Andrew Sarris in The Village Voice wrote: "I have now seen What's New Pussycat? four times, and each time I find new nuances in the direction, the writing, the playing, and, above all, the music. This is one movie that is not what it seems at first glance. It has been attacked for tastelessness, and yet I have never seen a more tasteful sex comedy."

Filmink called Prentiss "ravishing and hilarious" although she had a nervous breakdown during the making of the movie.

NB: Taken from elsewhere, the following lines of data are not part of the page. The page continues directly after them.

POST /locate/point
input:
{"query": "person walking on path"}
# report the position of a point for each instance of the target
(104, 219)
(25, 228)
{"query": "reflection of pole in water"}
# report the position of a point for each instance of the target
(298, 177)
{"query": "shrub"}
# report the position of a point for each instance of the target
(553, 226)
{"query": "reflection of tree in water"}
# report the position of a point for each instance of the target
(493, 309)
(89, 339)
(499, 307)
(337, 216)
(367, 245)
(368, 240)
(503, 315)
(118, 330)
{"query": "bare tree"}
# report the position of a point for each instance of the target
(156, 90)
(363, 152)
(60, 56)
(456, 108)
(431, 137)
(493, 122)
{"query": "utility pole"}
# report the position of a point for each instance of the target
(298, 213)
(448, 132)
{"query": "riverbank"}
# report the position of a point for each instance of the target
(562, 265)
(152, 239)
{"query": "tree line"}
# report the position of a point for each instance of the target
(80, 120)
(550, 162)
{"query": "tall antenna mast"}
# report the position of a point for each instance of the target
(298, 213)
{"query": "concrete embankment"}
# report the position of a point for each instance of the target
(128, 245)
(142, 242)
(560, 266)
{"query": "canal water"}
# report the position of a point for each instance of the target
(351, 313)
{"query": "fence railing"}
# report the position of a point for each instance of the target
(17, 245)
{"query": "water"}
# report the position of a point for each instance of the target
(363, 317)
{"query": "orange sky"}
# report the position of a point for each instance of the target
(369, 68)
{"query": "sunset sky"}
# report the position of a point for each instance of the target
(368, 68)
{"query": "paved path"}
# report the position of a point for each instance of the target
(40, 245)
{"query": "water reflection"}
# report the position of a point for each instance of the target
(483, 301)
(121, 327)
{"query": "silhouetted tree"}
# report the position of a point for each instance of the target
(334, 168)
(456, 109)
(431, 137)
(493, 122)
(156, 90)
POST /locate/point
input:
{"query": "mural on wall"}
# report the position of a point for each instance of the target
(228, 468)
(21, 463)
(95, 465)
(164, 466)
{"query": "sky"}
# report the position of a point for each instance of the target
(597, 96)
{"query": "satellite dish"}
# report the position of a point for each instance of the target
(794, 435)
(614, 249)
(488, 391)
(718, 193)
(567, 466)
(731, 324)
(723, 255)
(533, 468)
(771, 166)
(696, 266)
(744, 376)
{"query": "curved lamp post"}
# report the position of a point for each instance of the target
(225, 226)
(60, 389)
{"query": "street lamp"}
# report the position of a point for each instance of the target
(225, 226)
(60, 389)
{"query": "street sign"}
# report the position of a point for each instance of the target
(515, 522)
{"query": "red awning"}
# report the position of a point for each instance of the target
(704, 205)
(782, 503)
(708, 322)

On the review aggregator website Rotten Tomatoes, the film holds an approval rating of 28% based on 18 reviews, with an average rating of 5.1/10.

== Accolades ==

| Award | Category | Recipient(s) | Result |
| Academy Awards | Best Song | "What's New Pussycat?" Music by Burt Bacharach; lyrics by Hal David | Nominated |
| Laurel Awards^{[citation needed]} | Top Male Comedy Performance | Peter Sellers | 4th place |
| Top Song | "What's New Pussycat?" Music by Burt Bacharach; lyrics by Hal David | 4th place |
| Writers Guild of America Awards^{[citation needed]} | Best Written American Comedy | Woody Allen | Nominated |

==Home media==
What's New Pussycat? was released on DVD by MGM Home Video on June 7, 2005, as a Region 1 widescreen DVD, on May 22, 2007, as part of The Peter Sellers Collection (film number two in a four-disc set) and on Blu-ray by Kino Lorber on August 26, 2014, as a Region 1 widescreen Blu-ray. It was previously released in VHS.

==Novelization==
Slightly in advance of the film's release, a paperback novelization of the film was published by Dell Books by crime and western novelist Marvin H. Albert.

==Sequel==
The 1970 film Pussycat, Pussycat, I Love You was intended as a sequel to this film, and includes much of the same premise of a young man (played by Ian McShane) visiting his psychiatrist to discuss his love life.